In our study, normal lung parenchyma and opacities extension were quantified and reported as volumes. To assess disease extension, residual NLV was calculated and expressed as percentage. According to our results, reduced normal lung parenchyma volume and low RLV were associated with death. Furthermore, in a multivariate model, we found that low RLV was the only independent predictor of death. Other clinical parameters such as comorbidities, symptoms, and age failed to demonstrate significant association with mortality on multivariate analysis.
In our analysis, a RLV cutoff point of 64% was determined with a sensitivity of 85.3% to predict death. Patients with RLV ≤64% were found to have a 4-fold increase on the risk of death when compared with patients with higher RLVs. Likewise, 15-day survival rate was significantly lower among patients with low RLV compared with patients with RLV higher than 64% (47% vs. 74%, respectively).
There are several limitations of the study. First, the retrospective nature of the study restricts the inclusion of patients with COVID-19 who required hospital admission. To avoid bias, the collection of data and recruitment of patients was prospective following a standardized protocol.

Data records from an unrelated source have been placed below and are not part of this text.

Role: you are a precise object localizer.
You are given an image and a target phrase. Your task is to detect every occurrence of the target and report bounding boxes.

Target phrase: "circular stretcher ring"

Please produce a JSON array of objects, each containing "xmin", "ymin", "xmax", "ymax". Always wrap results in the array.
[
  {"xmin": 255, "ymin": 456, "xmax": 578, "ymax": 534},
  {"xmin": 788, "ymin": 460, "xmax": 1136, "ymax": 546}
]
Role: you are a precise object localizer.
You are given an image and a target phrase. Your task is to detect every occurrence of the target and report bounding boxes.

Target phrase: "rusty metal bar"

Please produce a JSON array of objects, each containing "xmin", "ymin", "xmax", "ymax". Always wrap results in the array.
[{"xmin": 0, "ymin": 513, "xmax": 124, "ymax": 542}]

All patients were admitted to the hospital following NEWS 2 and qSOFA results. Both scales are approved and widely used by large medical centers to screen patients with possible COVID-19 and to assess the need of admission. Second, although commercially available software was used for lung segmentation, the current version still requires radiologists’ verification. In addition, imaging segmentation software is not fully available for all healthcare providers or radiology departments. Third, the lung segmentation assumes that the volume of lung opacities is a surrogate for COVID-19 involvement; however, no histologic confirmation was available to confirm CT findings. Fourth, the association with other clinical parameters, including blood oxygenation laboratories and inflammatory response parameters, was not assessed in this study. We expect to publish a supplementary study that expands current results including inflammatory response parameters and blood gas. Therefore, further studies are needed to replicate and validate our results, specifically the effect of RLV cutoff points assessing the probability of death.
In conclusion, in-hospital mortality of patients with COVID-19 may reach 21%. Univariate and multivariate analyses demonstrated that reduced NLV objectively calculated by lung segmentation analysis is an independent predictor of death. Furthermore, RLV equal or lower than 64% is associated with a 4-fold increase in the risk of death, with a significant decrease on the survival rate at 15 days when compared with patients with higher RLV.